Si en effet, bon nombre de découvertes scientifiques, initialement liées au VIH, ont pu bouleverser d’autres domaines médicaux, il reste toutefois des spécialités qui expriment encore de fortes résistances à profiter de nos expériences et de nos outils. A force d’aveuglement sur le modèle de la compétition « à l’américaine », permanente et assassine, on finit par oublier à quel point cet état d’esprit entretient l’égocentrisme chez tant de « naïfs politiques ».

En effet, peu d’autres spécialistes ont vraiment compris que la majorité de ces outils essentiels dans la lutte contre le sida ont été bâtis, DANS et POUR l’urgence face à l’hécatombe, et que c’est bien là, leur réelle efficacité.

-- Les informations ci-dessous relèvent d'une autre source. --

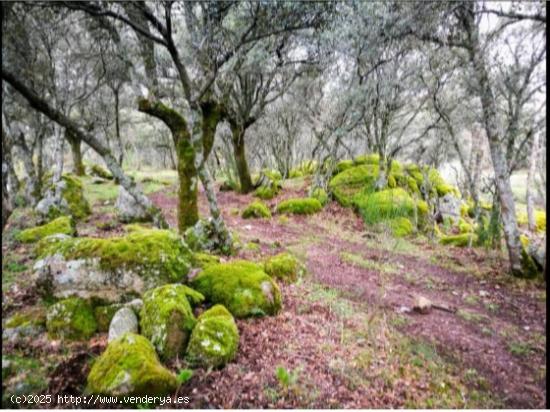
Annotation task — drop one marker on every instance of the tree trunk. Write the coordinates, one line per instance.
(531, 182)
(240, 159)
(76, 151)
(42, 106)
(188, 211)
(498, 156)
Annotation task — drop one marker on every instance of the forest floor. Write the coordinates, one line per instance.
(345, 336)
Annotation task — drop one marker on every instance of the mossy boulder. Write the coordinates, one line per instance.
(72, 192)
(241, 286)
(167, 319)
(63, 224)
(112, 269)
(214, 339)
(130, 366)
(401, 226)
(300, 206)
(461, 240)
(321, 195)
(256, 209)
(283, 266)
(99, 171)
(71, 319)
(353, 180)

Pourtant des médecins peu convaincuEs examinent-ils indépendamment chacune de ces découvertes : ils/elles préfèrent d’abord y chercher leurs éventuels avantages personnels, avant même d’essayer d’en comprendre les bénéfices potentiels. Ces outils font partie de tout un système qui a permis de révolutionner l’efficacité de la médecine, de dynamiser la recherche, de mobiliser des malades pour y participer, et réussir à trouver des fonds à y investir, tout cela face à une épidémie toujours dévastatrice.

Il ne s’agit pas non plus de donner blanc-seing aux infectiologues qui ont eux/elles aussi tôt fait de s’ennorgueillir de tels résultats, oubliant que cette fierté déplacée les rend à leur tour aveugles et sourdEs à d’excellentes propositions venant d’autres spécialistes, certainement plus humbles. Tout ceci est flagrant quand on travaille sur la co-infection VIH-hépatites. Comme son nom l’indique, il s’agit de trouver la synergie entre des infectiologues et des hépatologues, pour que la prise en charge du virus de l’un n’aggrave pas la prise en charge du virus de l’autre, et que les informations puissent circuler afin que les décisions soient partagées avec les personnes atteintes.
Après la première Conférence européenne de consensus sur la co-infection VIH-Hépatites, les 1er et 2 mars 2005, à Paris, nous attendons avec impatience la publication prochaine des recommandations médicales. Toutefois, nous avons été plus que surpriSEs de constater que les organisateurRICEs ont pris comme point de départ pour leur travail, la conférence de consensus américaine sur l’hépatite C du NIH en 2002, aux recommandations particulièrement répressives, ignorant l’équivalent européen de la même année, aux conclusions beaucoup plus avant-gardistes, humaines et sociales. Toutefois, nous comptons largement sur le travail des deux éminentEs responsables, les Drs Benhamou et Salmon-Cerron, pour veiller à ce que soit pris en compte le meilleur pointe des expériences pratiques du domaine, avec une haute exigence éthique et humaine.

A l’heure de l’arrivée prochaine des antiprotéases contre les hépatites virales, il ne faut pas que la prise en charge prétende, encore une fois, se satisfaire d’une simple « guerre aux virus », oubliant la personne vivante qui le porte, ses ressources et ses difficultés propres. La grande majorité des co-infectéEs ont été ou sont toujours des usagèrEs de drogues, plus ou moins précaires, devant consacrer une énergie colossale pour arriver à faire face à toutes les contraintes d’une prise en charge souvent inadaptée et contraignante, et qui ignore toujours nos capacités réelles. Des précurseurEs ont su prouver l’efficacité de nouveaux modes de prise en charge adaptés, qu’il est nécessaire de reconnaître et d’intégrer dans ces recommandations médicales et psycho-sociales sur la co-infection en 2005.